For trams there are two types of tram, the conducteur tram and the ones
without conductors. If the tram has no conductor then there are machines
provided to stamp your kaart (as there are for metros). If the tram is waiting
at the end of the line when you get on, don't stamp your ticket until it is
about to move. The machines measure time in 15 minute intervals, if you stamp
it just after an interval starts (you can hear a klunk sound from the machine)
then you get an extra 15 minutes of travel - this is important if you want to
go to a restaurant for dinner and then go somewhere else afterwards.

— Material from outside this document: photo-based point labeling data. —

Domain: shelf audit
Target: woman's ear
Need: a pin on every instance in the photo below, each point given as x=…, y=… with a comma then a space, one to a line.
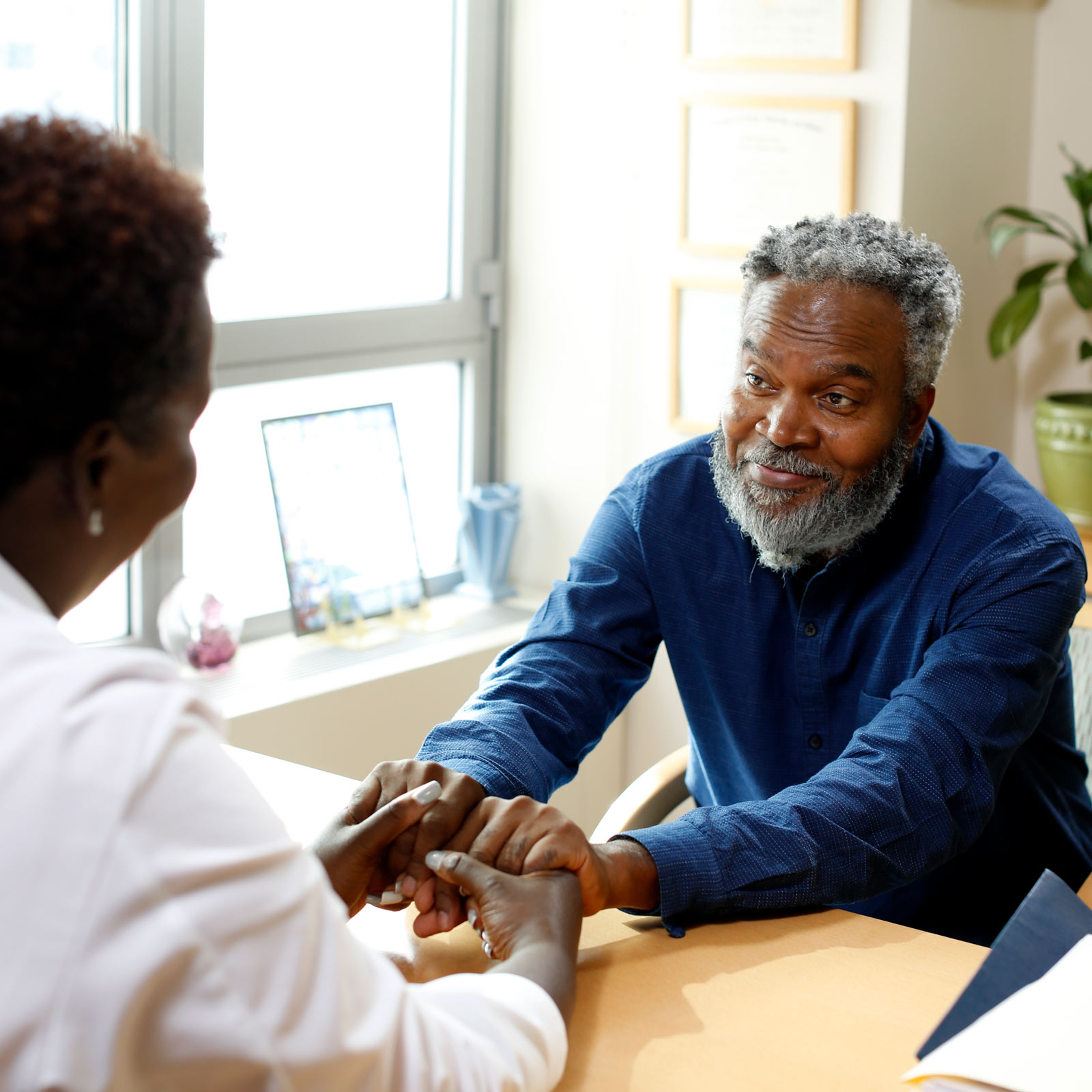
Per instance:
x=93, y=458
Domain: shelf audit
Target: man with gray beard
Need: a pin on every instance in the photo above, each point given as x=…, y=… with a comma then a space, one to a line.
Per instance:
x=867, y=622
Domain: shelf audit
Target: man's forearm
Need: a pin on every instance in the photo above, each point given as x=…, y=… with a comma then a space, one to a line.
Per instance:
x=633, y=880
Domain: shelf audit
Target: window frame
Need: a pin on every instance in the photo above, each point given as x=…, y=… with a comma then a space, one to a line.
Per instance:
x=162, y=87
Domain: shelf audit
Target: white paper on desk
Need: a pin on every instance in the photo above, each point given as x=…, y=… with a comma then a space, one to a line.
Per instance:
x=1035, y=1041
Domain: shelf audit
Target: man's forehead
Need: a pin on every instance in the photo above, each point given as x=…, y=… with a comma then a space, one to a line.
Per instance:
x=829, y=311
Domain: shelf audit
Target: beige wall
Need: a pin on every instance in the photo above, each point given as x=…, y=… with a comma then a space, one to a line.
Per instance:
x=968, y=134
x=1046, y=358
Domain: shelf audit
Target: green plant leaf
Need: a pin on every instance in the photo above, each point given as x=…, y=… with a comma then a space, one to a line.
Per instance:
x=1013, y=319
x=1035, y=274
x=1003, y=234
x=1016, y=212
x=1080, y=283
x=1073, y=158
x=1080, y=186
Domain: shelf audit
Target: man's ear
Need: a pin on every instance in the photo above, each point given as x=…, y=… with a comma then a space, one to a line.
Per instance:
x=919, y=414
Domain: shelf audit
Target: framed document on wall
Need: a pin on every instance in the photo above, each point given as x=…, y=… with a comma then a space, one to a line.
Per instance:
x=704, y=343
x=751, y=162
x=781, y=35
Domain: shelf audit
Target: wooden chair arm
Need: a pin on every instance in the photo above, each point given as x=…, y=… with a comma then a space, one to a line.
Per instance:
x=649, y=800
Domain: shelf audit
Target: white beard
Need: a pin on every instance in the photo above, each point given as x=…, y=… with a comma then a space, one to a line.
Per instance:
x=788, y=535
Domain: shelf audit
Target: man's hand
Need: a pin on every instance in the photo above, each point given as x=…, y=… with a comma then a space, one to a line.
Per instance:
x=459, y=795
x=523, y=835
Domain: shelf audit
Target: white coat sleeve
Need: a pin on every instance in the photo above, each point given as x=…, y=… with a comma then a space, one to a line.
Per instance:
x=253, y=971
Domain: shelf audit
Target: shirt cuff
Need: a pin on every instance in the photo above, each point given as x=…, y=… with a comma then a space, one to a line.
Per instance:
x=526, y=1024
x=491, y=778
x=691, y=875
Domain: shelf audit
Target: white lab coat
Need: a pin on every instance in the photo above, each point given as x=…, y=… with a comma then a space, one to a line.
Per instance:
x=158, y=928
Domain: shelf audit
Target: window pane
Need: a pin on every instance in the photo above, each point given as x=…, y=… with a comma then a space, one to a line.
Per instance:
x=229, y=529
x=328, y=154
x=58, y=55
x=104, y=615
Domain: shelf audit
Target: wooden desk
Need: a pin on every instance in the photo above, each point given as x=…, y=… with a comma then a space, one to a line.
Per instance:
x=822, y=1001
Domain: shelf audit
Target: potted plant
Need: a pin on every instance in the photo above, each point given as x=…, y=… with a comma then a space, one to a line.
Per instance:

The next issue is taxis, at some of the bigger stations (notably not Amsterdam
Centraal station) you can get trein taxis. These are taxis run through
the train system that cost E3.50 per journey, which
is considerably cheaper than regular taxis (~E3 before the taxi starts
moving). Trein taxis are paid for by ticket (the driver will not accept cash),
and the tickets are available through the station, often at the same place as
where you buy train tickets, but somethimes through a separate booth. The
down-side to trein-taxis is that they want to get 4 passengers in their car to
make it profitable and will often wait 15 minutes for enough passengers. If you
want to catch a trein-taxi to the station then you must purchase a ticket in
advance, tickets are valid for the year (I am not sure whether they are valid
until Dec 31 or until one year from the purchase date).
Utrecht Centraal and Eindhoven stations are good for trein taxis and the wait
there will probably be small, elsewhere expect a long wait (but you have the
choice to pay more for a regular taxi).
Saving Money While Shopping
The Dutch are really into recycling. In most English-speaking countries you
expect shops to freely and liberally give away plastic bags without regard to
environmental issues. But here the supermarkets will charge you for bags. So
the thing to do is take your own bags when visiting a supermarket, and to make
sure that you get a bag from any shop that offers free bags! A good shop to get
bags from is the American Book Center, that
is the best place to buy English-language books and magazines in The
Netherlands, and if you buy enough of their products (E50 or more) then they'll
offer you a free linen carry bag which is excellent for carrying your shopping.
Copyright © 2002, 2006 Russell
Coker and Faye Coker, may be distributed freely.